Por traçarmos padrões próprios para a nossa conduta, o dia a dia na escola tende a ser muito mecânico, talvez pela herança do tecnicismo, ainda está arraigado em nós a idéia de que estudar é decorar. Os alunos acabam decorando e fazendo o que o professor pede, muitas vezes sem se dar conta de que eles mesmos podem construir conhecimento.
Uma forma de se fazer filosofia é sempre tentar articular-se com outras áreas do saber. A filosofia sempre teve relação com os outros saberes, com a antropologia, com a história, com a ciência, essa articulação se deve pelo fato de que a filosofia não tem um objeto definido. A filosofia é um exercício de pensamento. Um livre pensar, e isso atrai naturalmente as pessoas. É uma tentativa de pensar aquilo que pensamos de forma critica, o que fazemos e o que é a vida humana, a sociedade humana, apontar para onde essa sociedade pode avançar, mostrar novos valores e pensamentos. Normalmente vivemos nosso dia reproduzindo conceitos e questões já prontas. Pensamos que pensamos, mas quase nunca paramos para pensar. Pensar necessita antes de tudo de aprender a pensar.
Como fazer isso de uma forma não metódica?
Embora grandes pensadores tenham elaborado fascinantes sistemas e estruturas para se construir pensamento, não é assim que você desperta o aluno para um livre pensar, não é prendendo-o em formulas. Interessante seria notar como cada aluno constrói um pensamento, cada um tem sua própria forma de aprender; o que o professor ensina nem sempre é o que o aluno aprende. A filosofia esta voltada para a formação do pensamento critico. Não estou descartando a leitura dos textos dos grandes pensadores, mas creio que este não seja o ponto de partida para a educação do pensamento infantil ou juvenil. A maioria não é adepta a leitura, e se você impõe um texto, ele passa a ser visto como algo chato, por ter um caráter de “leitura obrigatória”, acaba fazendo o aluno se desinteressar pelo material.
Outro problema dos professores de filosofia no Brasil é a própria tradição de ensino de filosofia. Antes dos anos 50 ela aparecia no currículo escolar, não como disciplina obrigatória, mas como disciplina recomendada. Na ditadura foi praticamente excluída, julgada como desnecessária, devido ao fato de o ensino ser voltado para o tecnicismo.
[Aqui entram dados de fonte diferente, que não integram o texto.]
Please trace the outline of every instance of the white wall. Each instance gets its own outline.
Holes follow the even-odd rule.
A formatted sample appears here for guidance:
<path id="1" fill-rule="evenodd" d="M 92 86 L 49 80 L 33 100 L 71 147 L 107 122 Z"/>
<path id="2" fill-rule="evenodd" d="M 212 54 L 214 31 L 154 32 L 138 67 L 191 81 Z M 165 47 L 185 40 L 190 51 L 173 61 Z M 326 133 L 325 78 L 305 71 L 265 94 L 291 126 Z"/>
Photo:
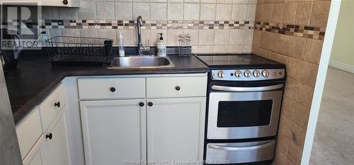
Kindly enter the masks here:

Em termos de conscientização, ela acaba se tornando uma disciplina perigosa, afinal, como discutir ética e política em uma época em que o nosso governo era totalmente degenerado? Somente há pouco tempo foi implantada como disciplina obrigatória. Portanto, não há uma cultura de ensino de filosofia no Brasil. Isso é um problema para professores e alunos. É uma cultura recente que esta se formando, e a formação dos professores quanto a isso esta apenas começando.